• October 25, 2011

From the distance of an outsider, a loan promoted as a “pick a payment” loan seems problematic from the inception.  Borrowers get to pick their payments?  Wouldn’t more than a few borrowers pick zero?

Borrowing money and not paying it back was not one of the options, of course, for an “option ARM,” (that is, an adjustable rate mortgage), which is another name for the “pick a payment” “loan product.”  But these risky, if creative, loans have had default rates in recent years that were beyond many lenders’ “worst case scenarios.”

They are one of the prime ignition sources of the conflagration that has torched the U.S. economy for several years now. Institutions like World Savings Bank (R.I.P.), and Wachovia Bank (R.I.P.) and Wells Fargo (that is, the still existing bank that has absorbed the previous two “W-banks”) are, with the help of the federal government, trying to salvage loans (and our banking system) from the rubble.

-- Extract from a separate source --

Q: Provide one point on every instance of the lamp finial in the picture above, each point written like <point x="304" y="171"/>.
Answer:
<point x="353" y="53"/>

Emphasis on the “trying.”  Lenders promoted risky and complex loans to unsophisticated consumers, many thousands of whom defaulted.  Modifying these loans on this scale has proved as challenging in many cases as performing brain surgery with a shiv on a subway.

Last week, Wells Fargo lawyers removed the suit of Benedict Psick, represented by the Foreclosure Relief Law Project of the Housing Preservation Project, from Hennepin County District Court to U.S. federal court (District of Minnesota).

The case has been assigned to Chief Judge Michael J. Davis and the complaint sets out the labyrinthine loan modification process which, apparently, has fallen short for Psick and thousands of other American home-owners (or former home-owners?).